そう思ったのだが、レイナード王子は他の令嬢達の囲みから抜けて、三人の美女の元へ行った。
「レイナード王子! お弁当を持ってきました!」
「おう、悪いな」
レイナード王子は三人の美女達とお昼を食べ出した。周りの女の子達は悔しそうに羨ましそうにそれを見ている。
「あの三人、レイナード様の妃達よ」
「え?」
タラに耳打ちされて、私は目を瞬いた。
妃達……そういえば、レイナード王子には三人の正妃がいるんだった。
この国では王族は五人まで正妃を迎えられることになっている。
私の家はしがない騎士爵だし、お父さんとお母さんは仲がいいから、奥さんが複数いるのって想像できないな。貴族の世界では当たり前なんだろうけれど。
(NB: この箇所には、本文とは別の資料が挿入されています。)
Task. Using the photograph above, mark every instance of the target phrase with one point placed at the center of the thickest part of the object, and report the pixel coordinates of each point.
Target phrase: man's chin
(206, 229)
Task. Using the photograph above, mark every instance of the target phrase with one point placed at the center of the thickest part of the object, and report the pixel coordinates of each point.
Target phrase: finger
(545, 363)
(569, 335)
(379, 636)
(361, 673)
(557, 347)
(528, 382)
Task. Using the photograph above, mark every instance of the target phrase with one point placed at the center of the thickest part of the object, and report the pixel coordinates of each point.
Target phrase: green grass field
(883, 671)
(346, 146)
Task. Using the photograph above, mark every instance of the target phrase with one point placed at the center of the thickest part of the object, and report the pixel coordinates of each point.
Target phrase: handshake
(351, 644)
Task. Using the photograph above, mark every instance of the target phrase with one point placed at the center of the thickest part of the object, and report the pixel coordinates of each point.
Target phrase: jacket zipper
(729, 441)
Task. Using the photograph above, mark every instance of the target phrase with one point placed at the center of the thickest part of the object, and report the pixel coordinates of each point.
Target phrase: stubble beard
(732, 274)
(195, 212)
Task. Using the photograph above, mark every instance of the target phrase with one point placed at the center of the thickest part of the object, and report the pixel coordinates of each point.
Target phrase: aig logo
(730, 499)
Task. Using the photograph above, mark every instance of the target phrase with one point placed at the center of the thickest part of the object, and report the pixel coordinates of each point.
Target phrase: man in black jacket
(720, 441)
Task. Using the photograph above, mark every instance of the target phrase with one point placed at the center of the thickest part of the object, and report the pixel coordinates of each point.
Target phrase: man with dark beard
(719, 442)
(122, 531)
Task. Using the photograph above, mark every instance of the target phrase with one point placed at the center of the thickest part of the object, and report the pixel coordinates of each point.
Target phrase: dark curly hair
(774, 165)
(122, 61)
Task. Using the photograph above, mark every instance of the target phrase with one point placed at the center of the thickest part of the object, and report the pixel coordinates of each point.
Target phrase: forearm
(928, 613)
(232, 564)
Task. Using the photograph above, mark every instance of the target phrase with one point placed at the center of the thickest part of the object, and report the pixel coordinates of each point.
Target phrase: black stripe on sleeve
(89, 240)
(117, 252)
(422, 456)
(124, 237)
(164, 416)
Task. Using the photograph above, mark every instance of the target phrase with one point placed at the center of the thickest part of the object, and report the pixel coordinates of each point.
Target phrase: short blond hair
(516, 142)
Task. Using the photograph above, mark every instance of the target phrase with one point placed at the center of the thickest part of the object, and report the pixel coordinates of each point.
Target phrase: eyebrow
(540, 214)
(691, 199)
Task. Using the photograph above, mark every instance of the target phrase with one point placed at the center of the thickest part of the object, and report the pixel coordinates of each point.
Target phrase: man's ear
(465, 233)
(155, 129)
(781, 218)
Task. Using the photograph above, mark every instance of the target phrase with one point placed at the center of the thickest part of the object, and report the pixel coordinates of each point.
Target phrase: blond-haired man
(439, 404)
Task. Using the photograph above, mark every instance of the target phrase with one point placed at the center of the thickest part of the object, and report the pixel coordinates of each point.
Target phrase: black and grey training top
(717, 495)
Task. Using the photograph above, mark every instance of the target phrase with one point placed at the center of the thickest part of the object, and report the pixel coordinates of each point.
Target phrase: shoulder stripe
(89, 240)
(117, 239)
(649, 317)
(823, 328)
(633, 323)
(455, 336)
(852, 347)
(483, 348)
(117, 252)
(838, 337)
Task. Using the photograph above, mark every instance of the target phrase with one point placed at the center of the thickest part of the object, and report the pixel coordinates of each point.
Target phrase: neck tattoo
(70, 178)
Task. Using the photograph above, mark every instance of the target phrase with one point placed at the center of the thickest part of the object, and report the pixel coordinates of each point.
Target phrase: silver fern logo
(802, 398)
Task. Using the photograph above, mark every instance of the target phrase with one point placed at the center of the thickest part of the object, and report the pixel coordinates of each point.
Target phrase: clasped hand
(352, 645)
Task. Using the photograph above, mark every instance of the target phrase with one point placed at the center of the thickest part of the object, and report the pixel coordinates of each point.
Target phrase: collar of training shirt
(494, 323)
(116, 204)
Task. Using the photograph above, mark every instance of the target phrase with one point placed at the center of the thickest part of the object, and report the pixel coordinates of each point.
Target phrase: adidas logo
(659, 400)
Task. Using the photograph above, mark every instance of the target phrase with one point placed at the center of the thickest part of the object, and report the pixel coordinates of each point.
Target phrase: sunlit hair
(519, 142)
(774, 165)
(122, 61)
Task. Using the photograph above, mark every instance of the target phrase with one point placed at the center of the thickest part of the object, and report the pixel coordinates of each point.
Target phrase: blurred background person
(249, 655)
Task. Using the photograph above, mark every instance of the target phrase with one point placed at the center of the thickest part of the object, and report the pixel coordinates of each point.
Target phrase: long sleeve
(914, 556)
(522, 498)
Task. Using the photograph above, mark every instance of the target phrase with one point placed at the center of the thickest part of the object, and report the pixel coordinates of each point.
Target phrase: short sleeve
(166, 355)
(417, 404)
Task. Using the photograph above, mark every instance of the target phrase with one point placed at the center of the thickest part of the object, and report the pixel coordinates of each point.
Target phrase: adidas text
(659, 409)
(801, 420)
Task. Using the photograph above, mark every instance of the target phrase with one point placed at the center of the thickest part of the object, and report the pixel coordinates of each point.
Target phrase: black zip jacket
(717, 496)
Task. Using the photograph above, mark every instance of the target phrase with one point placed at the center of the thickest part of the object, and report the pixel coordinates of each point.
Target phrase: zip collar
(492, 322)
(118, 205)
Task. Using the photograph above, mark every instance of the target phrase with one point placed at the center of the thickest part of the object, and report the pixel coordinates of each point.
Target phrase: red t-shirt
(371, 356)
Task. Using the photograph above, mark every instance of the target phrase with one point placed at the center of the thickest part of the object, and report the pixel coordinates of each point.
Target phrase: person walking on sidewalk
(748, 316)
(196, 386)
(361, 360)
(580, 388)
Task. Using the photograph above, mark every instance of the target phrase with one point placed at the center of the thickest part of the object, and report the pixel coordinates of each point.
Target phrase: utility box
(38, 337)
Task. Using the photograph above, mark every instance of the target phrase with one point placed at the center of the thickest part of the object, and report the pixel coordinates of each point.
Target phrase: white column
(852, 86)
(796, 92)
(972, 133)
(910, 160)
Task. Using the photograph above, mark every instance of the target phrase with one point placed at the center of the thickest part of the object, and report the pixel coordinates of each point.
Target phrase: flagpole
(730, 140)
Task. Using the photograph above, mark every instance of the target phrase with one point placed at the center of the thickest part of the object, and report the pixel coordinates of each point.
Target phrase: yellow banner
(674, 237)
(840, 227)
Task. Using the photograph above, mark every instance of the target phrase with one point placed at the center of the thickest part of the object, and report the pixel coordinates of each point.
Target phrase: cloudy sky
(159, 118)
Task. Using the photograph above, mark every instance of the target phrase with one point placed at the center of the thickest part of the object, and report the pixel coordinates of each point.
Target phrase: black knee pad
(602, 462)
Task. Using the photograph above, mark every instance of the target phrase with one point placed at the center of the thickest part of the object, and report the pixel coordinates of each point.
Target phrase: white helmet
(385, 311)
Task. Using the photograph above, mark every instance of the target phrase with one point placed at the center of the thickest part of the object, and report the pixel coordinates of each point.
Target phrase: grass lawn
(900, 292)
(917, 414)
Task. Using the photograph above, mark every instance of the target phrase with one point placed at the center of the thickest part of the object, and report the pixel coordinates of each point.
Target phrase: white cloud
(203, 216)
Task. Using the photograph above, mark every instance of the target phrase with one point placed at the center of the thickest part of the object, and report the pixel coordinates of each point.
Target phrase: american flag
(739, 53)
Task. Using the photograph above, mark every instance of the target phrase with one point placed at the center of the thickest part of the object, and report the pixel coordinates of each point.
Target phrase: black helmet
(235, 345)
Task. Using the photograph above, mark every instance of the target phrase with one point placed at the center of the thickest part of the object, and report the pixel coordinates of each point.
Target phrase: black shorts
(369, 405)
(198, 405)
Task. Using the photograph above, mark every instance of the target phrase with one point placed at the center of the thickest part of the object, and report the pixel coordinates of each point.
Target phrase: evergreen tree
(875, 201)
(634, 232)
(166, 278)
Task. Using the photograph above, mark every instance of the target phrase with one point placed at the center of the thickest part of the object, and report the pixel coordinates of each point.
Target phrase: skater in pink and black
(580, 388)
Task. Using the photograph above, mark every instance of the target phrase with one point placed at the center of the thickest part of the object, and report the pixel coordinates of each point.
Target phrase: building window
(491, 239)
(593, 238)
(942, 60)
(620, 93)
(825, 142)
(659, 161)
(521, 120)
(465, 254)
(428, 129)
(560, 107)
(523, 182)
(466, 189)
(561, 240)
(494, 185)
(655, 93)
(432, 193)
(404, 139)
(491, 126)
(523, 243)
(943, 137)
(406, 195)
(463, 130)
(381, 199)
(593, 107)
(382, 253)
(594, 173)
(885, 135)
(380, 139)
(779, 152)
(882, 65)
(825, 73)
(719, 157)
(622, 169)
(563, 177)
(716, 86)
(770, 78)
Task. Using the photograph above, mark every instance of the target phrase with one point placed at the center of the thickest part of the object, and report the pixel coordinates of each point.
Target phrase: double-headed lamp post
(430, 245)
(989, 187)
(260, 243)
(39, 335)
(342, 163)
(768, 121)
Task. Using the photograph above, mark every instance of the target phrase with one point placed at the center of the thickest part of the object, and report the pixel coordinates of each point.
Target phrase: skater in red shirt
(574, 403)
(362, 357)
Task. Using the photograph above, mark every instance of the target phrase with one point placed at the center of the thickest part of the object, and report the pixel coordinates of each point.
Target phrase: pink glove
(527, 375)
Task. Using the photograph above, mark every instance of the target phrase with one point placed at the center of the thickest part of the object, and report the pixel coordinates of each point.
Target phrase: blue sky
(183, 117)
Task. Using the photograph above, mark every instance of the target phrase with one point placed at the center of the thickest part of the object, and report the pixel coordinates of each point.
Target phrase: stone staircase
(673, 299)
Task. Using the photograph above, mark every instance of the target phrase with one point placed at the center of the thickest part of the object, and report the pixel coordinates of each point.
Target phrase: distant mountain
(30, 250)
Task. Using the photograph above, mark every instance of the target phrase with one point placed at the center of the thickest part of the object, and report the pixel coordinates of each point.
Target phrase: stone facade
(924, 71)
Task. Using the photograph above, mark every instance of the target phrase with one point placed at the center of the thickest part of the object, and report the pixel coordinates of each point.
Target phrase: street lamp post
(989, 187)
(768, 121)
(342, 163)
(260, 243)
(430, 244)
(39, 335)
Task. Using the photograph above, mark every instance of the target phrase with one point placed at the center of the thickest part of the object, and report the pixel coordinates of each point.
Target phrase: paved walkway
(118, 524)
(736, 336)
クロウが貴族じゃなくて良かった。クロウに私以外の奥さんがいるなんて絶対に嫌だもんね。
クロウ、今度のお休みは家に戻ってきてくれるかな? 寮に入ってから、全然帰ってきてくれないんだもん。
今日はクロウの部隊は市街地の巡回に出ているはず。帰ってくるのを待ってようかな。それぐらい、いいよね。